(Originally published May 17, 2009)
Last year, I kicked off my summer by reading one of the most massive science fiction epics out there…Tad Williams’ “Otherland” series. You know how a book sometimes sticks in your head for a long time after reading it? “Otherland” was like that for me. This year, I decided to read Williams’ massive high fantasy trilogy “Memory, Sorrow and Thorn.” I know I said I’d keep these commentaries confined to classic literature…but this series was so vast and complex that it deserves a mention here.
“Memory, Sorrow and Thorn” is a series in three parts: “The Dragonbone Chair” “Stone of Farewell” and “To Green Angel Tower.” At more than 1000 pages, “To Green Angel Tower” is a truly massive tome that took me more than a week to complete. (It is so long that, in paperback, it has to be published in two separate volumes). Despite the length, “Memory, Sorrow and Thorn” is a masterpiece of the genre that should captivate all fans of classic LOTR-esque fantasy.

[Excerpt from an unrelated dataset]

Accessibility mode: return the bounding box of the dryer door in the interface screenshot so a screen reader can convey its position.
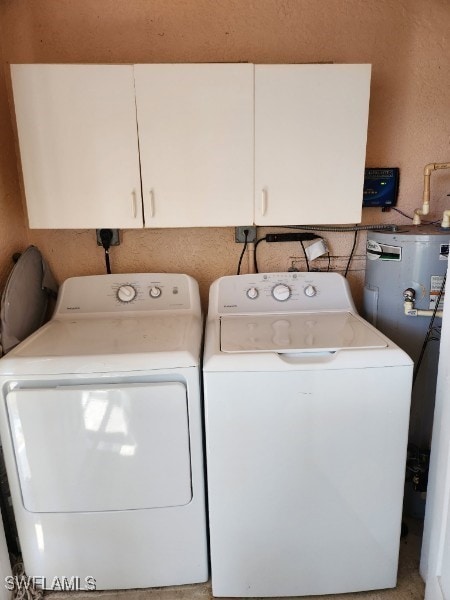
[7,382,192,512]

The book is primarly concerned with Simon, a lowly castle scullion who becomes caught up in a grand adventure. Upon the death of the legendary dragon-slaying king Prester John, John’s two sons Elias and Josua become caught up in a struggle for succession. Elias quickly falls under the spell of the hateful alchemist Pryrates, who gives him the sword Sorrow – an accursed blade forged by the hand of the undead Storm King Ineluki. Josua must flee for his life, and Simon, who draws Pryrates’ wrath, must follow.

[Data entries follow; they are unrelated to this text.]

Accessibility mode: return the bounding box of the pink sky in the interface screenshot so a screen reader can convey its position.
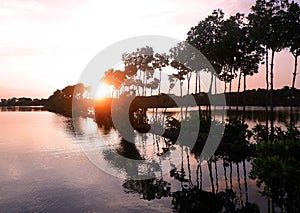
[0,0,300,98]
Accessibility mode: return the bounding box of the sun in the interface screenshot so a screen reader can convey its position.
[96,83,111,99]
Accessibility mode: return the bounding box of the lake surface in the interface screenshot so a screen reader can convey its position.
[0,108,299,212]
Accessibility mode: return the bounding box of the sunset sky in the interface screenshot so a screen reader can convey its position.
[0,0,300,98]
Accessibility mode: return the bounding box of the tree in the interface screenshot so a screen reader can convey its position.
[186,9,224,93]
[248,0,288,139]
[283,2,300,125]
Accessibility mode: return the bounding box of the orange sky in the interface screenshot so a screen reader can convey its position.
[0,0,300,98]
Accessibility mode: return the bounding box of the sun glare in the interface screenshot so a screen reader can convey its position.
[96,84,110,99]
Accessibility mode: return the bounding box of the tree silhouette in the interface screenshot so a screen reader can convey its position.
[248,0,288,140]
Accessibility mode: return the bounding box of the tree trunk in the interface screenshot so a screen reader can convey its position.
[290,54,298,126]
[265,47,269,139]
[198,72,201,93]
[235,70,242,118]
[187,73,192,95]
[243,73,247,122]
[270,50,275,141]
[195,71,198,94]
[209,72,214,94]
[158,70,161,95]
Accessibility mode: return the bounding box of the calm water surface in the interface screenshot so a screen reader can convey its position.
[0,108,298,212]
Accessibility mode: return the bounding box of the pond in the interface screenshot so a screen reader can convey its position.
[0,108,300,212]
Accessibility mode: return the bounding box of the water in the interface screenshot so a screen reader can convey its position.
[0,108,298,212]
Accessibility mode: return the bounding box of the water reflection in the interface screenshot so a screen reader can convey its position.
[0,106,46,112]
[59,106,299,212]
[71,110,276,212]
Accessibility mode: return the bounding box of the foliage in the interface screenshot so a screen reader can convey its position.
[250,127,300,212]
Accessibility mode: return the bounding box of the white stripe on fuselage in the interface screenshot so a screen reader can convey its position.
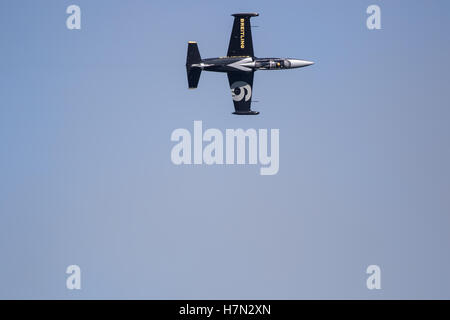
[228,58,255,72]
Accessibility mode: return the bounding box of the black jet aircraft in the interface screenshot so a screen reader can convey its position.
[186,13,314,115]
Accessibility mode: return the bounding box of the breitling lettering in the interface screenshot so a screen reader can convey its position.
[241,18,245,49]
[170,121,280,175]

But the forces of evil are already stirring. The Storm King is drawing nearer to the mortal world, and his sinister elvish minions (white-skinned hunters known as Norns) are prowling all throughout the land. It is up to a ragtag alliance of humans, trolls, and Sithi (sylvan-elves) to confront him…even as they realize too late that this may be a war they cannot possibly win.
While slightly overlong, “Memory, Sorrow and Thorn” is a triumph of high fantasy. Like the “Belgariad” and the “Malloreon” it is a vast tale spanning several kingdoms and culminating in a smashingly epic confrontation. The twist ending will satisfy some readers, but may frustrate others. Suffice it to say that if you liked the way the “Belgariad” ended, you’ll probably like this. That isn’t a spoiler, by the way.

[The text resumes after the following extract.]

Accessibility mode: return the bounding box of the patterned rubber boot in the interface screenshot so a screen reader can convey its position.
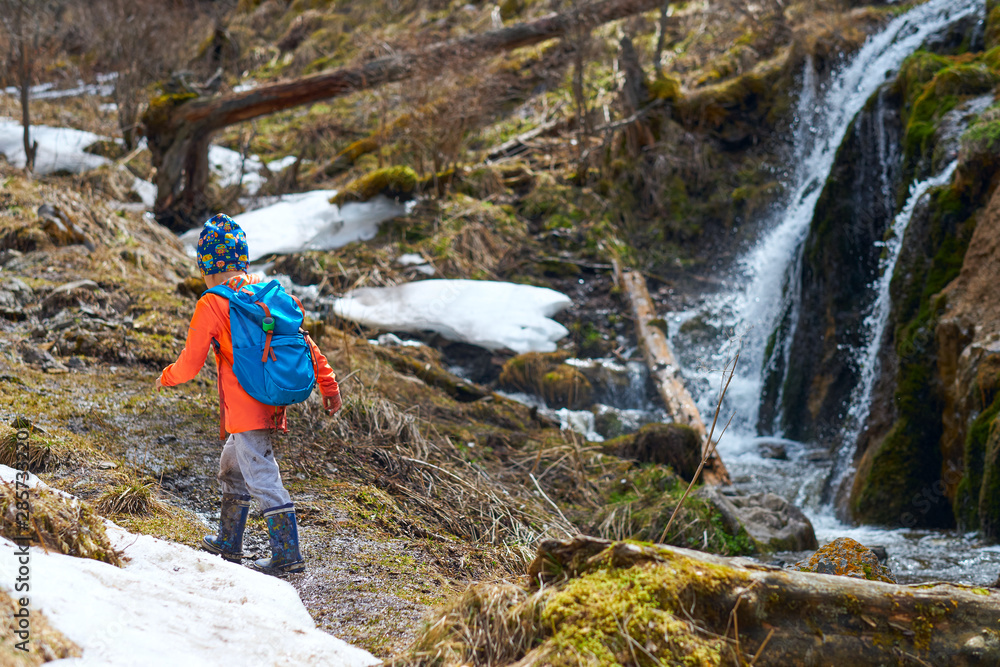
[201,493,250,563]
[254,503,306,576]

From a worldview standpoint, “Memory, Sorrow and Thorn” is quite interesting. Most of the major characters belong to the “Aedonite” religion, a belief system obviously derived from Christianity. (The Son of God, Usires Aedon, is hung on an “Execution Tree” by an evil empire, and is resurrected several days later). It is never quite clear whether or not Williams espouses Christian beliefs, but characters certainly struggle with faith issues. Ultimately, the power of prayer and sacrifice is upheld, but the ending leaves many questions unanswered – such as Williams’ response to the question of whether or not God could allow suffering and death. Williams contrasts the structured Aedonite faith with the polytheism of the Welsh-influenced Hernystiri humans, the Zen-like beliefs of the Sithi elves, and the shamanism of the trolls. From this viewpoint, it is remarkably fascinating.
Objectionable content? Very little. There are a few mild suggestive overtones and the occasional profanity, as well as some violent battle scenes, but the book never strays beyond PG-13 material. Fans of “Lord of the Rings” or “Harry Potter” will probably not find it offensive. Williams shows remarkable restraint.
Overall, I would recommend “Memory, Sorrow and Thorn” to dedicated fans of high fantasy. Other readers probably will not want to read through 2400 pages of material in order to pick up the interesting worldview references. As a fantasy buff, I certainly enjoyed it. If you’re a fan of that genre, you’ll enjoy this series.
A little on the long side, but still a worthy read.